There are three interrelated rules which make a dataset tidy:
- Each variable must have its own column.
- Each observation must have its own row.
- Each value must have its own cell.
What do you think of this data? Tidy?
## # A tibble: 12 × 4
## country year type count
## <chr> <int> <chr> <int>
## 1 Afghanistan 1999 cases 745
## 2 Afghanistan 1999 population 19987071
## 3 Afghanistan 2000 cases 2666
## 4 Afghanistan 2000 population 20595360
## 5 Brazil 1999 cases 37737
## 6 Brazil 1999 population 172006362
## 7 Brazil 2000 cases 80488
## 8 Brazil 2000 population 174504898
## 9 China 1999 cases 212258
## 10 China 1999 population 1272915272
## 11 China 2000 cases 213766
## 12 China 2000 population 1280428583
## # A tibble: 6 × 3
## country year rate
## * <chr> <int> <chr>
## 1 Afghanistan 1999 745/19987071
## 2 Afghanistan 2000 2666/20595360
## 3 Brazil 1999 37737/172006362
## 4 Brazil 2000 80488/174504898
## 5 China 1999 212258/1272915272
## 6 China 2000 213766/1280428583
## # A tibble: 3 × 3
## country `1999` `2000`
## * <chr> <int> <int>
## 1 Afghanistan 745 2666
## 2 Brazil 37737 80488
## 3 China 212258 213766
## # A tibble: 3 × 3
## country `1999` `2000`
## * <chr> <int> <int>
## 1 Afghanistan 19987071 20595360
## 2 Brazil 172006362 174504898
## 3 China 1272915272 1280428583
## # A tibble: 6 × 4
## country year cases population
## <chr> <int> <int> <int>
## 1 Afghanistan 1999 745 19987071
## 2 Afghanistan 2000 2666 20595360
## 3 Brazil 1999 37737 172006362
## 4 Brazil 2000 80488 174504898
## 5 China 1999 212258 1272915272
## 6 China 2000 213766 1280428583
## # A tibble: 6 × 4
## country century year rate
## * <chr> <chr> <chr> <chr>
## 1 Afghanistan 19 99 745/19987071
## 2 Afghanistan 20 00 2666/20595360
## 3 Brazil 19 99 37737/172006362
## 4 Brazil 20 00 80488/174504898
## 5 China 19 99 212258/1272915272
## 6 China 20 00 213766/1280428583
Why ensure that your data is tidy?
- Picking one consistent way of storing data.

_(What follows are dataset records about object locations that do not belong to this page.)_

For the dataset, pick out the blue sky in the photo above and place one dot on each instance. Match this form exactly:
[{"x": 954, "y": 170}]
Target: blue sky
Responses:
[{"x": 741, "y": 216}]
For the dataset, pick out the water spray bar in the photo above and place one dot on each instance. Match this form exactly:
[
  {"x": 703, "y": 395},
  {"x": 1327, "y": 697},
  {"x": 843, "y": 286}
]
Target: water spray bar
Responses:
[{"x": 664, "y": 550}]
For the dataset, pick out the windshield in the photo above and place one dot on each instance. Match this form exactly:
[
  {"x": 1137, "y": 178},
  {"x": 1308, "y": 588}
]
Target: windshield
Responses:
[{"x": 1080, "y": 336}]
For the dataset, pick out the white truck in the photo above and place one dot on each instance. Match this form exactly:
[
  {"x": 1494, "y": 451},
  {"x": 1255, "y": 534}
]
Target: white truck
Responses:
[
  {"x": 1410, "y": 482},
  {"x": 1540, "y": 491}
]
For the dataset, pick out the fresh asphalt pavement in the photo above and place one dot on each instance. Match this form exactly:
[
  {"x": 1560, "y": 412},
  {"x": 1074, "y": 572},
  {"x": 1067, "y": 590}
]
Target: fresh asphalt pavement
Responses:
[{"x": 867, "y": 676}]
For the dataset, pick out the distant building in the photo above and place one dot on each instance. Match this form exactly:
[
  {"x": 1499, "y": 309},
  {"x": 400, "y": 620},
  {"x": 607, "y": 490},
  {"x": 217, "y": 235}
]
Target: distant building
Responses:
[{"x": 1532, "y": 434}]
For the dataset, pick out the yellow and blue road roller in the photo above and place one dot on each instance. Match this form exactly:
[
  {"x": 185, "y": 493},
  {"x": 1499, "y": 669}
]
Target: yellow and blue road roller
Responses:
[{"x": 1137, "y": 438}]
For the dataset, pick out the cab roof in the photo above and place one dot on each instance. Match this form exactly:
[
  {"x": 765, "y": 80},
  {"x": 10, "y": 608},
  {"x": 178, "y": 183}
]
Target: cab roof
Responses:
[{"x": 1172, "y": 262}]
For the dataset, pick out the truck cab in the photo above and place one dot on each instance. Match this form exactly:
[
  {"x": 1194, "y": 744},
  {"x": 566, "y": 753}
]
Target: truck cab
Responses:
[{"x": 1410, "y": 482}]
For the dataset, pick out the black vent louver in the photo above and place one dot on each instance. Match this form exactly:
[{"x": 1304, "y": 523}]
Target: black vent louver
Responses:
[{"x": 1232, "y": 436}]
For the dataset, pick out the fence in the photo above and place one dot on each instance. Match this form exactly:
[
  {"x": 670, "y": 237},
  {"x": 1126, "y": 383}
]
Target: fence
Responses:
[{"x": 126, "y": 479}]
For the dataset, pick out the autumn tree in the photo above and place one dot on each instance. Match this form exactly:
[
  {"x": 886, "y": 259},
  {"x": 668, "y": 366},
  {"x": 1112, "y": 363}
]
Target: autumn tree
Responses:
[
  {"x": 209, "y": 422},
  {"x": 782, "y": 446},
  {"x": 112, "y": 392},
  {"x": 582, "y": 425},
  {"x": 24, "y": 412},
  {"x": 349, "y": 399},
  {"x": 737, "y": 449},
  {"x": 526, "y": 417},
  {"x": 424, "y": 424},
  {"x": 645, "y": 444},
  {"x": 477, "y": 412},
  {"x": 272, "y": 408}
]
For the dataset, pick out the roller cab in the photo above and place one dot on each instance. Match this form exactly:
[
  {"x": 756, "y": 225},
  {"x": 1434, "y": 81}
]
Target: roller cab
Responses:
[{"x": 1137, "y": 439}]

- Placing variables in columns is intuitively and computationally efficient
Spreading and Gathering
The tidyr packages is one part of the tidyverse To resolve one of the two common problems when dealing with datasets:
- One variable might be spread across multiple columns.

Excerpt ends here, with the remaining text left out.